VATICANO,
El Papa Francisco celebró la Santa Misa en la Plaza de San Pedro con motivo del Jubileo de los Enfermos y Discapacitados. En su homilía, el Pontífice denunció que "en esta época en la que el cuidado del cuerpo se ha convertido en un mito de masas y por tanto en un negocio, lo que es imperfecto debe ser ocultado, porque va en contra de la felicidad y de la tranquilidad de los privilegiados y pone en crisis el modelo imperante".
"Cuantas personas discapacitadas y que sufren se abren de nuevo a la vida apenas sienten que son amadas. Y cuanto amor puede brotar de un corazón aunque sea sólo a causa de una sonrisa", añadió después.
A continuación, el texto completo de la homilía del Papa Francisco:
«Estoy crucificado con Cristo: vivo yo, pero no soy yo, es Cristo quien vive en mi» (Ga 2,19). El apóstol Pablo usa palabras muy fuertes para expresar el misterio de la vida cristiana: todo se resume en el dinamismo pascual de muerte y resurrección, que se nos da en el bautismo. En efecto, con la inmersión en el agua es como si cada uno hubiese sido muerto y sepultado con Cristo (cf. Rm 6,3-4), mientras que, el salir de ella manifiesta la vida nueva en el Espíritu Santo. Esta condición de volver a nacer implica a toda la existencia y en todos sus aspectos: también la enfermedad, el sufrimiento y la muerte esta contenidas en Cristo, y encuentran en él su sentido definitivo. Hoy, en el día jubilar dedicado a todos los que llevan en sí las señales de la enfermedad y de la discapacidad, esta Palabra de vida encuentra una particular resonancia en nuestra asamblea. En realidad, todos, tarde o temprano, estamos llamados a enfrentarnos, y a veces a combatir, con la fragilidad y la enfermedad nuestra y la de los demás.
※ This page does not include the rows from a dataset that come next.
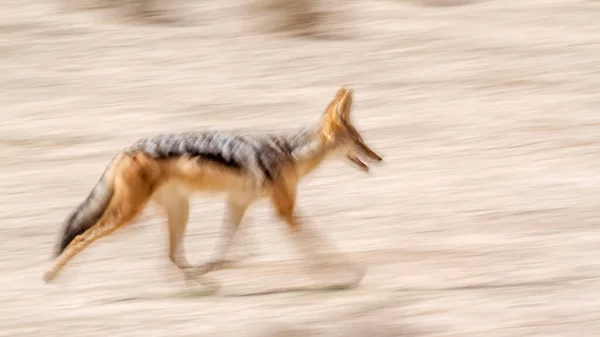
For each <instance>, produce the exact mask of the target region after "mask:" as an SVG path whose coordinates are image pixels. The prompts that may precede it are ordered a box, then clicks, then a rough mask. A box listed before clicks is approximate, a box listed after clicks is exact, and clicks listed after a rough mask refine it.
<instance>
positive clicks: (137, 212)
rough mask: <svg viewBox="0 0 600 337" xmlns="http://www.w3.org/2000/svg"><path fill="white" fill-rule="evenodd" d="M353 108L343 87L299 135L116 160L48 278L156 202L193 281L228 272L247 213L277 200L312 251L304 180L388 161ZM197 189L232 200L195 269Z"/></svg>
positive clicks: (169, 252)
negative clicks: (208, 257)
mask: <svg viewBox="0 0 600 337" xmlns="http://www.w3.org/2000/svg"><path fill="white" fill-rule="evenodd" d="M351 107H352V91H350V90H348V89H346V88H344V87H342V88H340V89H339V90H338V92H337V94H336V95H335V97H334V99H333V100H332V101H331V102H330V103H329V105H328V106H327V109H326V111H325V113H324V114H323V116H322V119H321V121H320V122H319V123H318V124H317V125H316V127H314V128H308V129H303V130H300V131H298V132H296V133H293V134H289V135H238V134H230V133H220V132H205V133H183V134H177V135H159V136H156V137H153V138H148V139H142V140H140V141H138V142H137V143H135V144H133V145H132V146H130V147H129V148H127V149H125V150H124V151H123V152H121V153H120V154H119V155H118V156H117V157H115V158H114V159H113V161H112V162H111V163H110V164H109V166H108V168H107V169H106V171H105V172H104V174H103V175H102V178H101V179H100V181H99V182H98V184H97V185H96V187H94V189H93V190H92V192H91V193H90V195H89V196H88V197H87V199H85V201H84V202H83V203H82V204H81V205H79V207H78V208H77V209H76V210H75V211H74V212H73V213H72V214H71V215H70V216H69V218H68V219H67V221H66V223H65V225H64V228H63V231H62V235H61V238H60V242H59V244H58V246H57V251H56V256H57V257H58V259H57V260H56V261H55V263H54V265H53V266H52V268H51V269H50V270H48V271H47V272H46V273H45V274H44V280H45V281H46V282H48V281H50V280H52V279H54V278H55V277H56V275H57V274H58V273H59V271H60V270H61V269H62V268H63V267H64V266H65V265H66V264H67V262H68V261H69V260H70V259H71V258H73V257H74V256H75V255H76V254H77V253H79V252H81V251H82V250H83V249H84V248H85V247H87V246H88V245H89V244H91V243H92V242H94V241H96V240H98V239H99V238H102V237H104V236H107V235H109V234H111V233H112V232H113V231H115V230H117V229H118V228H119V227H122V226H125V225H126V224H128V223H131V222H132V221H133V220H134V219H135V218H136V216H137V215H138V214H140V212H141V211H142V210H143V209H144V208H145V207H146V204H147V203H148V202H149V201H150V200H152V201H154V202H155V203H156V204H157V205H159V207H161V208H162V209H163V210H164V212H165V214H166V218H167V221H168V228H169V258H170V260H171V261H172V262H173V263H174V264H175V265H176V266H177V267H178V268H179V269H180V270H182V271H183V273H184V275H185V277H186V278H189V277H192V276H197V275H199V274H200V275H201V274H204V273H206V272H208V271H210V270H214V269H217V268H220V267H223V264H224V263H225V260H224V257H225V254H226V253H227V251H228V250H229V247H230V244H231V241H232V239H233V237H234V234H235V232H236V230H237V229H238V227H239V226H240V223H241V221H242V218H243V216H244V213H245V211H246V209H247V208H248V207H249V206H250V205H251V204H252V203H254V202H255V201H257V200H259V199H261V198H268V199H270V201H271V203H272V205H273V206H274V209H275V212H276V214H277V216H278V217H279V218H280V219H282V220H283V221H285V223H286V224H287V225H288V227H289V229H290V230H291V232H292V233H294V235H296V237H297V238H300V239H301V242H298V243H299V244H300V245H301V247H302V246H305V247H304V248H307V247H306V245H308V244H310V243H311V242H312V239H313V238H308V237H306V236H303V235H305V234H306V231H307V230H306V229H305V228H304V227H303V225H302V224H301V222H300V219H299V217H298V215H297V214H296V213H297V212H295V204H296V189H297V186H298V182H299V181H300V179H302V178H303V177H305V176H306V175H307V174H309V173H310V172H311V171H313V170H314V169H315V168H317V167H318V166H319V165H321V164H322V163H323V162H324V161H325V160H326V159H329V158H335V157H340V156H344V157H345V158H347V159H348V160H349V161H350V162H352V163H354V164H355V165H356V166H357V167H358V168H359V169H361V170H363V171H365V172H366V171H368V170H369V166H368V164H367V163H368V162H380V161H382V158H381V157H380V156H379V155H378V154H376V153H375V152H374V151H373V150H371V149H370V148H369V147H368V146H367V145H366V144H365V143H364V141H363V139H362V137H361V135H360V134H359V132H358V131H357V130H356V129H355V127H354V126H353V125H352V122H351V118H350V111H351ZM196 191H207V192H221V193H224V194H226V196H227V204H226V206H227V207H226V217H225V218H226V219H225V229H224V230H223V232H222V234H221V236H220V238H219V241H218V245H217V248H216V256H215V258H214V259H213V260H211V261H210V262H208V263H206V264H205V265H204V266H202V267H198V268H195V267H192V266H191V265H190V264H189V263H188V261H187V259H186V257H185V252H184V251H183V246H182V242H183V240H182V238H183V236H184V233H185V230H186V226H187V222H188V214H189V198H190V195H191V194H192V193H193V192H196ZM308 252H309V253H312V252H313V251H312V250H311V249H309V251H308ZM361 277H362V276H361Z"/></svg>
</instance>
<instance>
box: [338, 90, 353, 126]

Y esta experiencia tan típica y dramáticamente humana asume una gran variedad de rostros. En cualquier caso, ella nos plantea de manera aguda y urgente la pregunta por el sentido de la existencia. En nuestro animo se puede dar incluso una actitud cínica, como si todo se pudiera resolver soportando o contando sólo con las propias fuerzas. Otras veces, por el contrario, se pone toda la confianza en los descubrimientos de la ciencia, pensando que ciertamente en alguna parte del mundo existe una medicina capaz de curar la enfermedad. Lamentablemente no es así, e incluso aunque esta medicina se encontrase no sería accesible a todos.
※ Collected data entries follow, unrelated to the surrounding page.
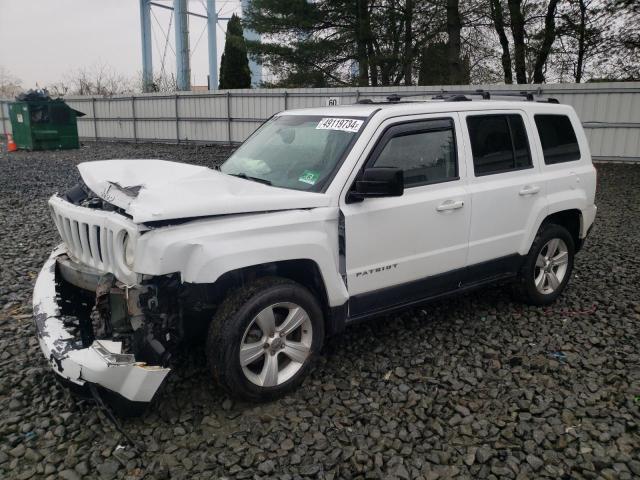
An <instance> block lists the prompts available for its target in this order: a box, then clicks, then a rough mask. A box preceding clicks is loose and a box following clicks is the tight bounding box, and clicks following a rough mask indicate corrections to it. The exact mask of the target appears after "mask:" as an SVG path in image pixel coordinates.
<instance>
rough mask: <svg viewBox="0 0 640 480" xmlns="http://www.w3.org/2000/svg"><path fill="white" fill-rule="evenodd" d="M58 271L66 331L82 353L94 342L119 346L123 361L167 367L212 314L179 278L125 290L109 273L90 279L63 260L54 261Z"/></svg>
mask: <svg viewBox="0 0 640 480" xmlns="http://www.w3.org/2000/svg"><path fill="white" fill-rule="evenodd" d="M57 270H58V273H59V277H58V278H59V280H58V282H57V285H56V288H57V291H58V294H59V304H60V307H61V309H62V313H63V314H64V315H65V322H66V323H67V326H69V327H74V328H75V330H76V333H77V335H78V337H79V338H80V339H81V341H82V345H83V346H84V347H88V346H90V345H92V344H93V343H94V341H95V340H98V341H100V340H109V341H113V342H121V344H122V350H121V353H120V354H119V355H121V358H120V360H122V361H133V359H134V358H135V361H136V362H144V363H147V364H149V365H159V366H162V367H169V366H170V365H171V361H172V357H173V355H174V354H175V352H176V351H177V349H178V347H179V346H180V345H182V344H183V343H184V342H185V341H187V340H192V339H193V338H194V337H196V336H197V335H198V334H199V333H200V332H201V331H202V329H204V328H206V322H207V321H208V319H210V316H211V315H212V312H213V310H214V306H213V305H205V304H203V303H202V299H203V294H205V292H203V291H202V290H203V289H202V288H199V287H198V286H190V285H183V284H181V282H180V279H179V278H178V276H177V275H167V276H163V277H153V278H150V279H148V280H145V281H144V282H143V284H142V285H136V286H129V285H126V284H124V283H122V282H120V281H118V280H116V278H115V277H114V275H113V274H111V273H106V274H96V273H93V272H91V273H88V272H87V267H85V266H82V265H79V264H77V263H76V262H74V261H73V260H72V259H70V258H69V257H68V256H66V255H64V256H61V257H58V259H57ZM79 272H81V274H79ZM94 285H95V288H92V287H94ZM196 291H197V292H196ZM196 298H197V300H196ZM185 317H186V318H188V321H187V322H185ZM186 324H188V327H186V328H185V325H186ZM127 355H128V356H130V358H125V356H127Z"/></svg>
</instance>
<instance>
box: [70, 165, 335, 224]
mask: <svg viewBox="0 0 640 480" xmlns="http://www.w3.org/2000/svg"><path fill="white" fill-rule="evenodd" d="M78 170H79V171H80V175H81V176H82V179H83V181H84V182H85V184H86V185H87V186H88V187H89V188H90V189H91V190H92V191H93V192H95V193H96V194H97V195H98V196H100V197H101V198H102V199H104V200H106V201H107V202H109V203H111V204H113V205H116V206H118V207H120V208H122V209H124V210H125V211H126V212H127V213H128V214H129V215H131V216H132V217H133V221H134V222H136V223H144V222H154V221H159V220H172V219H179V218H189V217H203V216H210V215H226V214H234V213H250V212H265V211H275V210H292V209H300V208H316V207H326V206H329V200H330V199H329V196H328V195H326V194H323V193H313V192H303V191H297V190H289V189H285V188H278V187H272V186H269V185H264V184H261V183H258V182H253V181H250V180H244V179H242V178H237V177H232V176H229V175H225V174H223V173H221V172H218V171H216V170H212V169H210V168H207V167H198V166H194V165H187V164H184V163H178V162H168V161H165V160H102V161H97V162H85V163H81V164H79V165H78Z"/></svg>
La naturaleza humana, herida por el pecado, lleva inscrita en sí la realidad del limite. Conocemos la objeción que, sobre todo en estos tiempos, se plantea ante una existencia marcada por grandes limitaciones físicas. Se considera que una persona enferma o discapacitada no puede ser feliz, porque es incapaz de realizar el estilo de vida impuesto por la cultura del placer y de la diversión. En esta época en la que el cuidado del cuerpo se ha convertido en un mito de masas y por tanto en un negocio, lo que es imperfecto debe ser ocultado, porque va en contra de la felicidad y de la tranquilidad de los privilegiados y pone en crisis el modelo imperante. Es mejor tener a estas personas separadas, en algún «recinto» -tal ves dorado- o en las «reservas» del pietismo y del asistencialismo, para que no obstaculicen el ritmo de un falso bienestar. En algunos casos, incluso, se considera que es mejor deshacerse cuanto antes, porque son una carga económica insostenible en tiempos de crisis. Pero, en realidad, con qué falsedad vive el hombre de hoy al cerrar los ojos ante la enfermedad y la discapacidad. No comprende el verdadero sentido de la vida, que incluye también la aceptación del sufrimiento y de la limitación. El mundo no será mejor cuando este compuesto solamente por personas aparentemente «perfectas», sino cuando crezca la solidaridad entre los seres humanos, la aceptación y el respeto mutuo. Qué ciertas son las palabras del apóstol: «Lo necio del mundo lo ha escogido Dios para humillar a los sabios» (1 Co 1,27).